Turley, a professor at George Washington University Law School, said on his website that he and the Browns aren’t calling for the “recognition of polygamous marriage.”

“We are only challenging the right of the state to prosecute people for their private relations and demanding equal treatment with other citizens in living their lives according to their own beliefs,” he said.

The article is a bit confusing, but it states that the Browns do not have multiple marriage licenses. I don’t know what their exact relationship is, (anyone watched the show?) but it appears to be consensual and legal. But by appearing on a television show they’ve invited a lot of government scrutiny that they don’t feel is just.

If you haven’t guessed, I’m conflicted about this. I generally feel that people should be allowed to manage their own relationships. But polygamous marriage has an ugly history in America, and I’m afraid that legalizing it would just perpetuate its inequalities. I’d be perfectly fine with a single woman wanting to marry multiple men, or more complex marriages with multiples of both genders.

I feel that marriage is just the legal recognition that two people’s lives can become so intertwined that they become legally, financially and emotionally inseparable. I don’t see why that can’t be expanded to more than two people. I don’t want to support the kind of rigid patriarchy we see in the polygamous fringe cults of the Mormon church, but I also don’t want to punish the innocent. Any help?

Dear Church of Latter Day Saints,

Hey, how’s that Proposition 8 thing going?

Great, listen. I just wanted you to know that while you were focused on California, New York has made it so that gay couples can get married in Palmyra, birthplace of Mormonism and home of the Sacred Grove. And Manchester, where Joesph Smith found the golden plates at Cumorah.

So in late July, gay folks may be getting married within sight of some of the holiest spots in the Mormon universe.

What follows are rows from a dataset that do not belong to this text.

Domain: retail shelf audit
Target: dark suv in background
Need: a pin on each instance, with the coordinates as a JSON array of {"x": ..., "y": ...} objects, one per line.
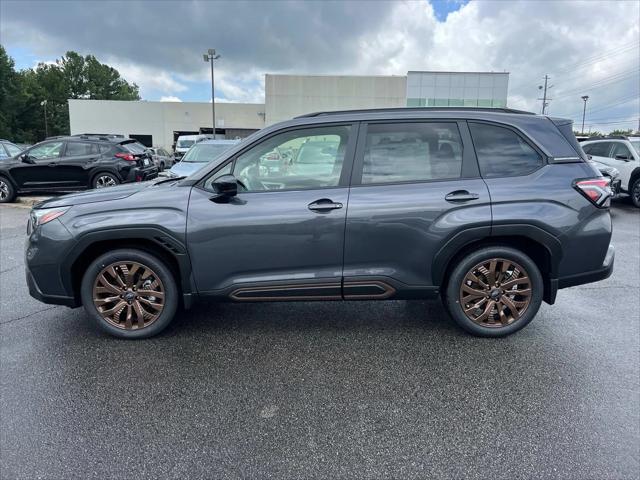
[
  {"x": 75, "y": 162},
  {"x": 493, "y": 210}
]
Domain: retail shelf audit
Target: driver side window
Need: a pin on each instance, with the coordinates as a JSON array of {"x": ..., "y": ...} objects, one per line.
[
  {"x": 46, "y": 151},
  {"x": 295, "y": 160}
]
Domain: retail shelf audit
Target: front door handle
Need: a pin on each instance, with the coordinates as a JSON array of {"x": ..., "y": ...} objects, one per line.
[
  {"x": 324, "y": 205},
  {"x": 461, "y": 196}
]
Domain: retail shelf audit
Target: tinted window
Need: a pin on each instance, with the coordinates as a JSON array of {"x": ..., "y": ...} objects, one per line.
[
  {"x": 205, "y": 152},
  {"x": 76, "y": 149},
  {"x": 599, "y": 149},
  {"x": 401, "y": 152},
  {"x": 621, "y": 150},
  {"x": 502, "y": 152},
  {"x": 12, "y": 149},
  {"x": 46, "y": 150},
  {"x": 299, "y": 159},
  {"x": 134, "y": 147}
]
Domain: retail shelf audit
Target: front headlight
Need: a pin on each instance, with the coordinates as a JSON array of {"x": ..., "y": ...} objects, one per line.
[{"x": 41, "y": 216}]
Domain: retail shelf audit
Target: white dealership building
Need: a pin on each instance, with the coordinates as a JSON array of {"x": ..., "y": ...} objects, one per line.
[{"x": 159, "y": 123}]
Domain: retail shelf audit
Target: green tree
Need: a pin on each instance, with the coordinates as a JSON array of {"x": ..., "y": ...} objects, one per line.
[{"x": 72, "y": 76}]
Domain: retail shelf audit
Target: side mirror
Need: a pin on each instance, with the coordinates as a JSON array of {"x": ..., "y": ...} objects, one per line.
[
  {"x": 25, "y": 158},
  {"x": 224, "y": 187}
]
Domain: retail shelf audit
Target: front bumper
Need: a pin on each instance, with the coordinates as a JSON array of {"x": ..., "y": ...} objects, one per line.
[{"x": 35, "y": 292}]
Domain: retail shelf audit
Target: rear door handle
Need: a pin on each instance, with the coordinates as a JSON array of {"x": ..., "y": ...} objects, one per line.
[
  {"x": 461, "y": 196},
  {"x": 324, "y": 205}
]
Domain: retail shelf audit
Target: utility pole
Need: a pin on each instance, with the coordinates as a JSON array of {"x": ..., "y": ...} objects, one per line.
[
  {"x": 584, "y": 110},
  {"x": 46, "y": 126},
  {"x": 210, "y": 56},
  {"x": 545, "y": 100}
]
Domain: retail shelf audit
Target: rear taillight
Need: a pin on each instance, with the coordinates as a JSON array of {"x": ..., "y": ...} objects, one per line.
[
  {"x": 126, "y": 156},
  {"x": 597, "y": 190}
]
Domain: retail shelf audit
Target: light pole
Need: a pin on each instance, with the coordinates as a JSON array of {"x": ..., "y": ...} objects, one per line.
[
  {"x": 210, "y": 56},
  {"x": 584, "y": 110},
  {"x": 46, "y": 126}
]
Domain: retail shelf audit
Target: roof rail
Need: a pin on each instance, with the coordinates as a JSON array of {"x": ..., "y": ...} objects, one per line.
[
  {"x": 418, "y": 109},
  {"x": 608, "y": 137}
]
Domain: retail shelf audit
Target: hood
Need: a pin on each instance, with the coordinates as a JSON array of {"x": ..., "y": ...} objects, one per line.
[
  {"x": 184, "y": 169},
  {"x": 91, "y": 196}
]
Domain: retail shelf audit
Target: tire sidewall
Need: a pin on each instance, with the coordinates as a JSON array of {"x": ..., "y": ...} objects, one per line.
[
  {"x": 12, "y": 190},
  {"x": 452, "y": 299},
  {"x": 635, "y": 200},
  {"x": 167, "y": 278},
  {"x": 94, "y": 181}
]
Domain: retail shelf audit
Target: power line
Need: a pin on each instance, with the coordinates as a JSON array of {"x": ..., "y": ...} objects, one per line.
[
  {"x": 601, "y": 83},
  {"x": 600, "y": 56}
]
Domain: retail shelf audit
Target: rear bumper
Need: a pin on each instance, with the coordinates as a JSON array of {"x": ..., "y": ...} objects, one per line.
[
  {"x": 555, "y": 284},
  {"x": 593, "y": 276},
  {"x": 141, "y": 174}
]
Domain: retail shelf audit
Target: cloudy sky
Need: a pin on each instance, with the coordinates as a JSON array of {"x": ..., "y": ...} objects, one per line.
[{"x": 587, "y": 48}]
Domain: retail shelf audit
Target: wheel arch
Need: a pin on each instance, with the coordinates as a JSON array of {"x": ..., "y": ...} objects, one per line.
[
  {"x": 153, "y": 241},
  {"x": 544, "y": 249}
]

Just thought you should know.

Didn’t you realize that New York is the original California? We had sailors sitting in gay bars while the west coast had nothing but natives and missionaries. We had pirates dressing in drag while San Francisco was just a hilly spot on the peninsula.

Oh, and we had our religious kooks as well, and we put up with them. Shakers and Quakers and Swedenborgians, oh my. William Miller, Cyrus Teed … and Joseph Smith. Tell me, how do you think your founder would have fared in Boston?

We made you. You’re a product of our wildness and our tolerance. But you went away. Look, I’m sorry about the credit crash that drove you out, blame Wall Street. But now you’ve turned your back on the virtues that brought you into being. Revolutionaries become reactionaries within a generation.

So now we’ve left you behind.

Sincerely,
VorJack

Dead Dunking

Via Dangerous Minds, I found the blog Famous Dead Mormons: “Saved After Death, whether willing or not.” It lists some of the famous folks who have been posthumously baptized into the Church of Latter Day Saints. That’s “vicarious baptism” or “proxy baptism” to the Mormons, “dead dunking” to the ex-mormons.

I’m surprised it took them until the 1990s to baptize Alexander the Great, but baptizing Frank Zappa, Eazy-E and George Carlin is a bit much.